Chromohalobacter

Scientific classification
- Domain: Bacteria
- Kingdom: Pseudomonadati
- Phylum: Pseudomonadota
- Class: Gammaproteobacteria
- Order: Oceanospirillales
- Family: Halomonadaceae
- Genus: Chromohalobacter Ventosa et al. 1989
- Species: See text.

= Chromohalobacter =

Genus of bacteria

Chromohalobacter is a gram negative, oxidase and catalase positive, rod shaped, motile marine Pseudomonadota. It is commonly found in marine environments. Two species of Chromohalobacter (Chromohalobacter marismortui and Chromohalobacter salexigens) was isolated from marine sponges of the Saint Martin's Island area of the Bay of Bengal, Bangladesh. Colonies are medium-sized, round and yellowish. It was established by Ventosa and others in 1989, with the reclassification of Chromobacterium marismortui as Chromohalobacter marismortui.

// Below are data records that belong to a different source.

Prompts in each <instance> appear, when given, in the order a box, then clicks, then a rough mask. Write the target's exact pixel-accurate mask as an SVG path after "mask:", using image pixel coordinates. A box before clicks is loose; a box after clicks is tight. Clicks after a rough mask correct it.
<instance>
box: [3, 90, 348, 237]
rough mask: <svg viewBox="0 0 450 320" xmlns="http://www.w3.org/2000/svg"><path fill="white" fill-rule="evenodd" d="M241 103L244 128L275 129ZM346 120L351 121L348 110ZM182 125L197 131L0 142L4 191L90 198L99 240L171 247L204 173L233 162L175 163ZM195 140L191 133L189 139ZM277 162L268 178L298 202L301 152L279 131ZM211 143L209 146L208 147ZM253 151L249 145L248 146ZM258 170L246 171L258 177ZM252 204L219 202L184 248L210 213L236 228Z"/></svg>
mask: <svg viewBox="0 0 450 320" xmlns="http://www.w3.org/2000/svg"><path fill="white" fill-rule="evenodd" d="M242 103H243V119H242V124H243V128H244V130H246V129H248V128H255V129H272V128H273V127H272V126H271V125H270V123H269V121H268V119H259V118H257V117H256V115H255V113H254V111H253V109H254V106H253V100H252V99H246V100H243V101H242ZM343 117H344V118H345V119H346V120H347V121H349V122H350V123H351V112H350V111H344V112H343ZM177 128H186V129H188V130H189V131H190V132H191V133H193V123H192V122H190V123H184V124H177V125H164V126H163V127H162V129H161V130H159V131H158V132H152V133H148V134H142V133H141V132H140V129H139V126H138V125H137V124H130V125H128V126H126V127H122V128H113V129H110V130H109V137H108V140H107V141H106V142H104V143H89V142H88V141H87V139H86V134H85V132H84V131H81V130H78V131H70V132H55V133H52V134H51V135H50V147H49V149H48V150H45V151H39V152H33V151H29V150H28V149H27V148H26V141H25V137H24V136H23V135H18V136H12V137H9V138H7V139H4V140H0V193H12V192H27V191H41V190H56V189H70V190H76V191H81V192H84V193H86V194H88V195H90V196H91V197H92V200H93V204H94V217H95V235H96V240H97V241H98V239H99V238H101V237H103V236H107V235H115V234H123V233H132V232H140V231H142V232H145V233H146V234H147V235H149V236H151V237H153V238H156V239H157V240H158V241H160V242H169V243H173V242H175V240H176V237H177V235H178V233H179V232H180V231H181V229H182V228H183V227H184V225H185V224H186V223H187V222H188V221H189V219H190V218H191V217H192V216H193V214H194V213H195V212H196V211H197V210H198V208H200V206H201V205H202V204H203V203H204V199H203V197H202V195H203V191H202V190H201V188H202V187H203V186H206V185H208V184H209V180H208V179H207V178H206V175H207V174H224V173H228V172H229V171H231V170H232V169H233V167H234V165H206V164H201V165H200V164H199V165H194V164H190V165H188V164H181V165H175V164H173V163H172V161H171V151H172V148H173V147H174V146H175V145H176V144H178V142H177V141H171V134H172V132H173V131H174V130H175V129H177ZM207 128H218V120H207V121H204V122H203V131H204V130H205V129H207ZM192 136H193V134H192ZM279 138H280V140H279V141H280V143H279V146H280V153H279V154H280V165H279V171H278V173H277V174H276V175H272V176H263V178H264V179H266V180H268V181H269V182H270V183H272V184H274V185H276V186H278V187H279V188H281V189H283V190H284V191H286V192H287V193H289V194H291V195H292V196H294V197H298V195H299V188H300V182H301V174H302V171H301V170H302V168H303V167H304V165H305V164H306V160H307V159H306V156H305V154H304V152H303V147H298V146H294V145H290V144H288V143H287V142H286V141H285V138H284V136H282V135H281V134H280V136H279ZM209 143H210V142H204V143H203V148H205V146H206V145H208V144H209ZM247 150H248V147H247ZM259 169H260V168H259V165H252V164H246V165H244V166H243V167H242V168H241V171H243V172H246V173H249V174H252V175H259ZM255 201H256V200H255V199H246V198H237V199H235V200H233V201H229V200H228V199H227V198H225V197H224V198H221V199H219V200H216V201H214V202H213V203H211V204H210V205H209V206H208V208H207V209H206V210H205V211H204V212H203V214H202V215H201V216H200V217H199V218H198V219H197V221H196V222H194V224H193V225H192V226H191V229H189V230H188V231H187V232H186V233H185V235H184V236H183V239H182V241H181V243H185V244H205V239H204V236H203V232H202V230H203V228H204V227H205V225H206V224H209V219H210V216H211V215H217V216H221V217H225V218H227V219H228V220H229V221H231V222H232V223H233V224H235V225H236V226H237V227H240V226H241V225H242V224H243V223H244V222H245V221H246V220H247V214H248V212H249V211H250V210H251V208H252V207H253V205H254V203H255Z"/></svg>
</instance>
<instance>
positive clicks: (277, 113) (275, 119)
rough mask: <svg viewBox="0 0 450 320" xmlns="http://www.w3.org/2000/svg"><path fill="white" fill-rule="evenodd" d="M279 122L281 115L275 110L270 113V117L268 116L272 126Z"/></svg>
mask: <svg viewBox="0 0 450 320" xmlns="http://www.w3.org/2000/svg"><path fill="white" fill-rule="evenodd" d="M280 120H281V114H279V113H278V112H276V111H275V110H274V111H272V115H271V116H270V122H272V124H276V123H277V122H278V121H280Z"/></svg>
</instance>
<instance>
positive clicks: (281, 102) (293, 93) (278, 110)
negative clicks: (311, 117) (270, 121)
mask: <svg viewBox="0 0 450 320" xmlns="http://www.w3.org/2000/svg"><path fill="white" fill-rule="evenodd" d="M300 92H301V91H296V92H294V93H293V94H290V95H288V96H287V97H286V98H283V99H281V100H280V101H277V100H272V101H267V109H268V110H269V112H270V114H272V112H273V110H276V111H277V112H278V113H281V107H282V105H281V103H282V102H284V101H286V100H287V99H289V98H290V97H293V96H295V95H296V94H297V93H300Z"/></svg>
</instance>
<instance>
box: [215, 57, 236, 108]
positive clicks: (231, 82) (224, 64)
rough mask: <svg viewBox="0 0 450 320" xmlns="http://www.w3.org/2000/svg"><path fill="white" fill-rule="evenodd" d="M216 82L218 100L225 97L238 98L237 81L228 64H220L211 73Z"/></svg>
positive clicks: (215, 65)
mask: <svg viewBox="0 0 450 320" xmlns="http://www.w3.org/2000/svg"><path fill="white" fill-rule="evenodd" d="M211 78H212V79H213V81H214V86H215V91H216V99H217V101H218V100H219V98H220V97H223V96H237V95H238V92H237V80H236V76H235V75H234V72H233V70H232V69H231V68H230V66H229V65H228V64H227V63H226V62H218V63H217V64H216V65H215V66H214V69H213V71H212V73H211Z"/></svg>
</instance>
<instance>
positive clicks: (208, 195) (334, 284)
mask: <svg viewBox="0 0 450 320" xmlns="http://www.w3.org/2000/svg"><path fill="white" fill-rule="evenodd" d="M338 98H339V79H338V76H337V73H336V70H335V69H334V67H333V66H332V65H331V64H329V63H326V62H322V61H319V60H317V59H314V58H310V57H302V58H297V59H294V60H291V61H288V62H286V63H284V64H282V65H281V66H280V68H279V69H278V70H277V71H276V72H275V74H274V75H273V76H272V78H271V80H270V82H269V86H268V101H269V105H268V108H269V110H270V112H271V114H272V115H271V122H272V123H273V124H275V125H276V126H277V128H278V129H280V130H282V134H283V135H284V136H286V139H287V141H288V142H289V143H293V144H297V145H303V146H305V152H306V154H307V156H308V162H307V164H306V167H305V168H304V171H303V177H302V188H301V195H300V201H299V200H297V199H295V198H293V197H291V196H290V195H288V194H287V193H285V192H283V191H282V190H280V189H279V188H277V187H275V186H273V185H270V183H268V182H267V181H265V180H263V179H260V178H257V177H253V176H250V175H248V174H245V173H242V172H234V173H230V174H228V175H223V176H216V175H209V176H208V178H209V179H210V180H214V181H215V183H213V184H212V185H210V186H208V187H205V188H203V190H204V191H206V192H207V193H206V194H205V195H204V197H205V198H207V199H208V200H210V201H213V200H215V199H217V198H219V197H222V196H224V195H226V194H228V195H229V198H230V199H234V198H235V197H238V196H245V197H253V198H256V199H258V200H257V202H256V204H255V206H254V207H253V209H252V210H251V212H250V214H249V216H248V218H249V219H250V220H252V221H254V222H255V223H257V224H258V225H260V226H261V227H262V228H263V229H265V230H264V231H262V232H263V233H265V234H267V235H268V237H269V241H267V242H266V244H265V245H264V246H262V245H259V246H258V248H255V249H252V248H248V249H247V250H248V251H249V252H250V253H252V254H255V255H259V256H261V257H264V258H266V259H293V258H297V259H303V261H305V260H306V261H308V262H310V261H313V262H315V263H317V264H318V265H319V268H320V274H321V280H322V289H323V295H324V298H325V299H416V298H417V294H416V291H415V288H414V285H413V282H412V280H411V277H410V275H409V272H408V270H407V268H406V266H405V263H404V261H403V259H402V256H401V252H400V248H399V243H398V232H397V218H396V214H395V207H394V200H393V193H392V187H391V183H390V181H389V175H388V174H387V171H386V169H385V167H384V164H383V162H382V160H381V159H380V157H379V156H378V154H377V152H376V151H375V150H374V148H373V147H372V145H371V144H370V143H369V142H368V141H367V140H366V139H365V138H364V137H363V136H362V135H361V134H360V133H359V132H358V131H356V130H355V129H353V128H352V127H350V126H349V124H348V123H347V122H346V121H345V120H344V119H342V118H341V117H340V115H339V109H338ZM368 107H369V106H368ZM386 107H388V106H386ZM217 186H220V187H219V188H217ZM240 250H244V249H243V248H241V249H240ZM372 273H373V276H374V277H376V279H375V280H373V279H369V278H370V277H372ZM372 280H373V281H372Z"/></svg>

As of 2007, it comprised the following species:

- C. beijerinckii, formerly Pseudomonas beijerinckii (T. Hof, 1935; Peçonek and others, 2006)
- C. canadensis (Arahal and others, 2001).
- C. israelensis (Arahal and others, 2001).
- C. japonicus (Sanches-Porro and others, 2007)
- C. marismortui (Ventosa and others, 1989).
- C. nigrandesensis (Prado and others, 2006).
- C. salarius (Agulilera and others, 2007).
- C. salexigens (Arahal and others, 2001).
- C. saracensis (Quillaguamán and others, 2004).